Question

Forgetting how to do some AP Stats work.

Scores on a standardized test have a normal distribution with a mean of 20 and a standard deviation of 6. What is the approximate interquartile range of test scores?

A. 4
B. 6
C. 8 <--
D. 10
E. 24

Answer 1

The interquartile range is the value \(k\) that gives \(\mathbb P(|Z|<k)=50\%\) where \(Z\) follows the standard normal distribution.

This is the same as
\[\begin{align*}
\mathbb P(|Z|<k)&=\mathbb P(-k<Z<k)\\[1ex]
&=\mathbb P(Z<k)-\mathbb P(Z<-k)\\[1ex]
&=75\%-25\%=50\%
\end{align*}\]This means the third quartile is \(Q_3=k\) and the first quartile is \(Q_1=-k\). Do you know how to find these?

Answer 2

@HolsterEmission How many standard deviations away from the mean is Q1 and Q3?

Answer 3

For a normal distribution, about \(0.67\) according to this: http://www.wolframalpha.com/input/?i=inversecdf(normal(0,1),+.75)

Answer 4

Ok so that's not how you do it.

Answer 5

*What's* not how you do it? The approach I outlined above works fine.
\[\mathbb P(Z<k)=0.75\implies Q_3=k\]Maybe you're confused about the fact that this is the third quartile for \(Z\), and not the distribution you're working with? To transform to the corresponding quartile for your distribution, all you need to do is use the formula \(Z=\dfrac{X-20}{6}\), or \(X=6Z+20\).
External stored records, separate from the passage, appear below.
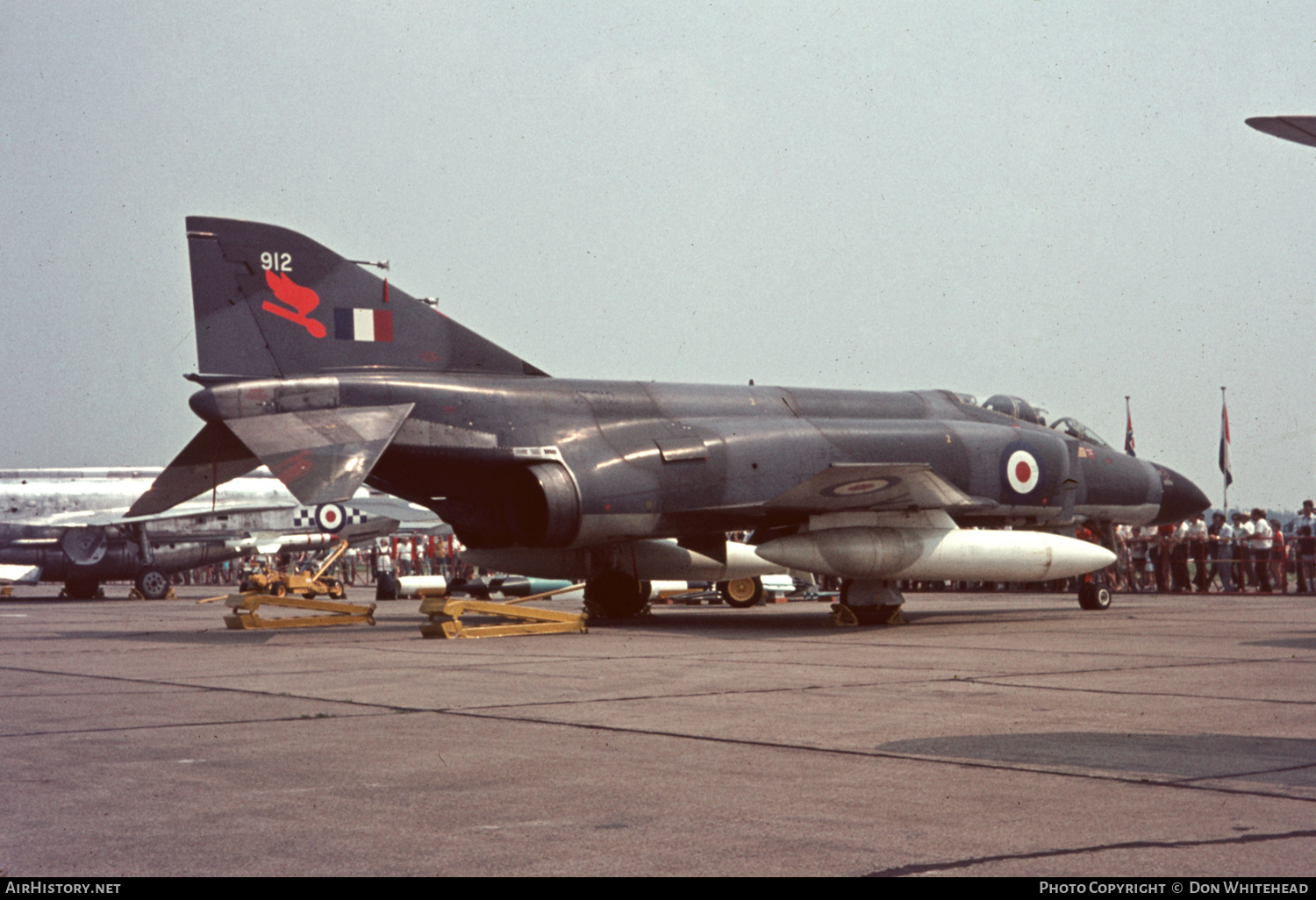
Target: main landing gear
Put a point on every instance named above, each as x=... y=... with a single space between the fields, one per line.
x=615 y=595
x=741 y=592
x=153 y=584
x=868 y=603
x=1092 y=592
Then the quartiles for \(X\) would be \(6k+20\).

Answer 6

Sorry, the *third* quartile would be \(6k+20\). The first would be \(-6k+20\).

Then the interquartile range would be (with respect to X) \(Q_3-Q_1=(6k+20)-(-6k+20)=12k\), and \(k=0.67\), which is why (c) is the correct answer.

Answer 7

Sorry you way confuses me. I remember that I had to use InvNorm on the calculator to obtain the Zscore by plugging in .75 for area and then .25 and subtract Q1 from Q3 by solving that equation.